The warning would start at 6 p.m. and extend to 6 p.m. Sunday, and residents were being advised to only travel in an emergency.
Meanwhile, the weather service canceled an earlier alert for the Matanuska Valley. For Anchorage and the western Kenai Peninsula, it downgraded a winter storm watch to an advisory for "snow and strong winds." The advisory was to start at midnight and end at 7 p.m. Sunday.
Between six inches and a foot of snow were still expected in higher elevations on the Anchorage Hillside and 2 to 6 inches in town, forecasters said.
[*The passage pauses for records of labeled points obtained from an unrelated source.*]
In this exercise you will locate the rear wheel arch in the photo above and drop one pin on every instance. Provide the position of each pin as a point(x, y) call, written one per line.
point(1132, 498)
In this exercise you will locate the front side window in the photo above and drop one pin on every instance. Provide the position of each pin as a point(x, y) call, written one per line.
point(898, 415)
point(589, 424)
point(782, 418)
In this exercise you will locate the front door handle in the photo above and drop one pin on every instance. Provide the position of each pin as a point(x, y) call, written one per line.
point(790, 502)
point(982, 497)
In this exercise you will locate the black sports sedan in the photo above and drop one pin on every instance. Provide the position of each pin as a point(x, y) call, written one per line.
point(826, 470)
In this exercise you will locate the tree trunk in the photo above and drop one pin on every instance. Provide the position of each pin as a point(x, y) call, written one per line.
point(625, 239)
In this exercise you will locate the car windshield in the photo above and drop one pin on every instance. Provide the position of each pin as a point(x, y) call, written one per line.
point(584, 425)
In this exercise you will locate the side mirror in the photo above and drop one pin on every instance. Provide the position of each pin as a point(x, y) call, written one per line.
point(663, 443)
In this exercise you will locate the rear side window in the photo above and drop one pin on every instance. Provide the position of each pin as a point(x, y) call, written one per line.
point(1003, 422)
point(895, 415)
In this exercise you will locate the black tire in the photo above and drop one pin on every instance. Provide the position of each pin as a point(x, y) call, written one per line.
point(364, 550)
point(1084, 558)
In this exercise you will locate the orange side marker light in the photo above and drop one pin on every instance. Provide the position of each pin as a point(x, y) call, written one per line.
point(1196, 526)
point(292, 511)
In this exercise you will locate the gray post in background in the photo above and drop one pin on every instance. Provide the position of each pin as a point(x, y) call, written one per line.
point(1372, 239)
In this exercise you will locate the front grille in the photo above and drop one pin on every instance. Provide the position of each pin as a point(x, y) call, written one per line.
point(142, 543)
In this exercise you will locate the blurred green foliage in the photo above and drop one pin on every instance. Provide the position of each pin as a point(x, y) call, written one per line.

"There's a lot of uncertainty as to exactly where the bulk of the snow amounts will fall," said Luis Ingram, a meteorologist in the National Weather Service's Anchorage office. He also said Anchorage could see a mix of snow and rain, but that snow was predicted.
Anchorage on Friday tied the record for most consecutive days, 36, without measurable snowfall, Ingram said. He said a no-snow Saturday would break the record.
South of Anchorage, from Turnagain Arm to Seward, between 15 and 30 inches of snow were predicted at higher elevations, Ingram said, and between 5 and 15 inches elsewhere. Forecasters predicted reduced visibility and east gusts up to 55 mph through Whittier, Portage Valley and Turnagain Arm.
An advisory was in effect for the western Kenai Peninsula, including Cooper Landing, Kenai, Soldotna and Homer, until Sunday evening, with up to 4 inches of snow predicted inland.